A Standard Edition usa, ao longo da obra freudiana, a palavra ansiedade para traduzir o alemão Angst. Por exemplo, no artigo Recalque (1915/1974, p. 178),utiliza-se a tradução Histeria de ansiedade; temos também um famoso artigo, Hemmung, Sympton und Angst, traduzido por Inibições, sintomas e ansiedade (1926[1925]/1974). Na Edição da Companhia das Letras, o artigo sobre o Recalque[1](1915/2010), encontramos Histeria de Angústia, para o outro artigo encontramos o título é: Inibições, sintomas e angústia. Na tradução de Luiz Alberto Hanns para o artigo O Recalque, (1915/2004), edição que é traduzida diretamente do alemão para o português, temos a tradução Histeria de angústia, ainda que seja importante ver a nota 53 da pp. 191-192, onde o tradutor justifica a escolha do termo em detrimento do literal Histeria de medo. Na nota 49 (p. 191 deste mesmo texto) Hanns cita o outro artigo freudiano propondo a tradução Inibição, sintoma e medo. No original em alemão, a Gesammelte Werke, em todos esses momentos nos quais estas edições usam ansiedade ou angústia, é usada a palavra Angst que se traduz por medo.
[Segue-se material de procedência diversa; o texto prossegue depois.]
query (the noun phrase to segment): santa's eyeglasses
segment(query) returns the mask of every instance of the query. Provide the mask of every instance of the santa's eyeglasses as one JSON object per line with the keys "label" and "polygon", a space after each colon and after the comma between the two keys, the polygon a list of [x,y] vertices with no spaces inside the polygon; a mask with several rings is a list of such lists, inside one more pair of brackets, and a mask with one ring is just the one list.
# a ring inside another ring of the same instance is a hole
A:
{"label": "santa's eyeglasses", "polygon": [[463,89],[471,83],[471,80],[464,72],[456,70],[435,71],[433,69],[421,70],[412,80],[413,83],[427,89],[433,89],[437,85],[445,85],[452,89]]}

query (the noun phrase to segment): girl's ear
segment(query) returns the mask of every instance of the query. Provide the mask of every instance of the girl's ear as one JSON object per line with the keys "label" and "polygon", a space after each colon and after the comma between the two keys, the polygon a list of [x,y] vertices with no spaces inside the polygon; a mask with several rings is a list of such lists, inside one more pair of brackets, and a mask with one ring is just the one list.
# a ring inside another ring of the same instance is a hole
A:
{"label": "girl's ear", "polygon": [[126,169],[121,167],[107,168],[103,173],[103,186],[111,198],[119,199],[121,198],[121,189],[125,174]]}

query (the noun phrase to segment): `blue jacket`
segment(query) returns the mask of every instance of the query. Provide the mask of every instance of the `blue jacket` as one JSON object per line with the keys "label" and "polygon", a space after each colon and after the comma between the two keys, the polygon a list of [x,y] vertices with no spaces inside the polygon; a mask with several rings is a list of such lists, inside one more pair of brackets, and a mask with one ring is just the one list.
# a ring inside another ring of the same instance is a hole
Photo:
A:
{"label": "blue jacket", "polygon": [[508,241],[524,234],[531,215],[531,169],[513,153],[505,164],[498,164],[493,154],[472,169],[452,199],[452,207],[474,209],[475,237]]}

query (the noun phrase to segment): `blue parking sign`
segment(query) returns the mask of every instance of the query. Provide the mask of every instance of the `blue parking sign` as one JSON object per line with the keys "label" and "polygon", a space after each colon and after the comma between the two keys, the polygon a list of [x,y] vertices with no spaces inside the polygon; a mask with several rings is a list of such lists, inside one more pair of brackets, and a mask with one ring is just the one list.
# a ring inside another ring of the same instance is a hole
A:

Sendo assim, justificamos os motivos pela qual utilizaremos durante esta postagem a palavra medo, ao invés de ansiedade ou angústia que é mais comumente utilizada no Brasil. Veremos como ela faz muito mais sentido no exemplo freudiano, em especial ao se ligar ao quadro de fobia.

Na histeria de medo o recalque acontece da seguinte forma: o afeto permanece na consciência e a representação é afastada da consciência e então substituída. Para melhor entendimento do leitor, Freud apresenta um exemplo desse processo com base em uma fobia animal, a saber, o Homem dos Lobos, caso que, naquele momento, Freud já trabalhava, mas só iria publicar três anos mais tarde, em 1918.

A fobia animal apareceu quando o Homem dos Lobos se deparou com a castração. Logo ele sentiu medo do pai, o “castrador”. O recalque acontece quando aparece justamente esse medo de ser castrado pelo pai. Assim, MEDO DE SER CASTRADO → MEDO DO PAI. Segundo Freud (1915/1974, p. 179, correções de tradução nossas), “a formação do substituto para a parcela ideacional [do representante pulsional] [a representação] ocorreu por deslocamento ao longo de uma cadeia de conexões determinada de maneira particular. A parcela quantitativa [o afeto] não desapareceu, mas foi transformada em medo”. Como a representação ligada ao medo do pai em função da castração foi removida da consciência, um substituto fóbico foi a solução. A partir daí a fobia se instaura, e como formação substitutiva, num segundo momento, por meio do processo primário de deslocamento, a representação que vai se ligar ao afeto que permaneceu no consciente. O que surge é o medo do animal, no caso, o medo do lobo.

Aqui podemos levar em consideração o aspecto econômico, pois no que se refere a evitar o desprazer, essa solução fóbica falha. O medo continua, a neurose continua, mas ao invés de ser o medo do pai, agora está destinada ao medo de um animal. Sendo assim o processo de recalque na histeria de medo, como diz Freud é falho porque ele precisa de dois momentos: o primeiro onde se desenvolve o medo, no caso do Homem dos lobos, do pai; mas que, como Freud mesmo coloca no artigo O Inconsciente (1915), primeiramente o indivíduo não sabe o que teme; e num segundo momento é onde se desenvolve a fobia, se identificando o objeto fóbico.




[1] Nesta edição temos como tradução para o Die Verdrängung alemão, o título A repressão.